Gen. Ray Odierno made the announcement during a visit to Fort Hood, where alarming suicide numbers have helped galvanize national attention on the issue in recent years.
“Obviously suicide continues to be a major concern. It’s something that is vexing to us, and we have studied it incredibly hard,” Odierno told reporters. “We’re focused on this, and we’re going to sustain our focus on this.”
We have to make clear that we will not tolerate actions that belittle, that haze, that ostracize any individual, particularly those who have made the decision to seek professional help. — Defense Secretary Leon Panetta
Odierno said Vice Chief of Staff Gen. Lloyd Austin would visit Army posts to study existing suicide prevention programs and look for improvements.
The Army has spent millions of dollars to implement a range of suicide prevention programs, but solutions have proven elusive so far: The Associated Press recently reported that active-duty suicide rates are at their highest point in the past decade, as the U.S. has waged wars in Iraq and Afghanistan.
Odierno spoke hours after Secretary of Defense Leon Panetta told an annual convention on military suicide in Washington, D.C., that suicide numbers among service members are moving in a “tragic direction.”

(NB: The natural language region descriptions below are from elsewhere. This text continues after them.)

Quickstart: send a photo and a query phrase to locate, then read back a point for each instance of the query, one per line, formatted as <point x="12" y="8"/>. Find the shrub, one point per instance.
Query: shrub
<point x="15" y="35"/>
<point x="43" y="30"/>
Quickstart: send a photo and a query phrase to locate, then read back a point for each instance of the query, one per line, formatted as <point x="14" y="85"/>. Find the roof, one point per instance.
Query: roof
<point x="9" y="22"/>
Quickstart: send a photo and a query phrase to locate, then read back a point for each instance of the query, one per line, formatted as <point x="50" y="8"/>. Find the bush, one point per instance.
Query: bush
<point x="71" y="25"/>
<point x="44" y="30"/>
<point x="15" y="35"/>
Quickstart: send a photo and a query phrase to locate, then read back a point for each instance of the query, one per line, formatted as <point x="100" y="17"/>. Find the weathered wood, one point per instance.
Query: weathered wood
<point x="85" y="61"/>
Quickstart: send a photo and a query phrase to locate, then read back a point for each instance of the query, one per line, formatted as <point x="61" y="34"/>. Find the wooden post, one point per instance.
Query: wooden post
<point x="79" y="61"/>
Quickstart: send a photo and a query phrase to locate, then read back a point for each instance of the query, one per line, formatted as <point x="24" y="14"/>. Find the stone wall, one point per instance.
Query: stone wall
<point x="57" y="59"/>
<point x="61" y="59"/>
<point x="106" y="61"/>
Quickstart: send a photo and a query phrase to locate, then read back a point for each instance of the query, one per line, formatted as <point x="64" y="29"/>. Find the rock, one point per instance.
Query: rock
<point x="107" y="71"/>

Panetta said part of the solution lies with commanding officers who have day-to-day contact with their troops.
“We have to make clear that we will not tolerate actions that belittle, that haze, that ostracize any individual, particularly those who have made the decision to seek professional help,” Panetta said in a speech to mental health professionals.

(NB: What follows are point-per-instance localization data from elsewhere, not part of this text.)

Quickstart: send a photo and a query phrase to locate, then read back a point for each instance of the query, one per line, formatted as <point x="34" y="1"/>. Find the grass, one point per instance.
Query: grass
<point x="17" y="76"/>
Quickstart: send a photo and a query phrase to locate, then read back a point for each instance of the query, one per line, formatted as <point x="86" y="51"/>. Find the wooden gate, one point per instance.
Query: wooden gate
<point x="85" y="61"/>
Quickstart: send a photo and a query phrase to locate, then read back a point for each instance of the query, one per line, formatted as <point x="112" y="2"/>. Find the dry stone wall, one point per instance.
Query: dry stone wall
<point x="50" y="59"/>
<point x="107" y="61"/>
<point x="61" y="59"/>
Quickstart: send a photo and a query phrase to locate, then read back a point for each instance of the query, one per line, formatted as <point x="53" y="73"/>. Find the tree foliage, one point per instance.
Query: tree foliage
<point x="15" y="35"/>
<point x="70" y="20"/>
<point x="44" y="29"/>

Panetta, who pledged to elevate mental fitness to the same level of importance as physical fitness, called suicide perhaps the most frustrating challenge he has come across since becoming defense secretary, in part because the trend is heading in the wrong direction even as more resources are aimed at the problem.
At Fort Hood, there have been 7 suicides this year as of early June, on pace to eclipse last year’s 10, but still less than the record 22 suicides in 2010, when one particularly difficult week saw four soldiers commit suicide.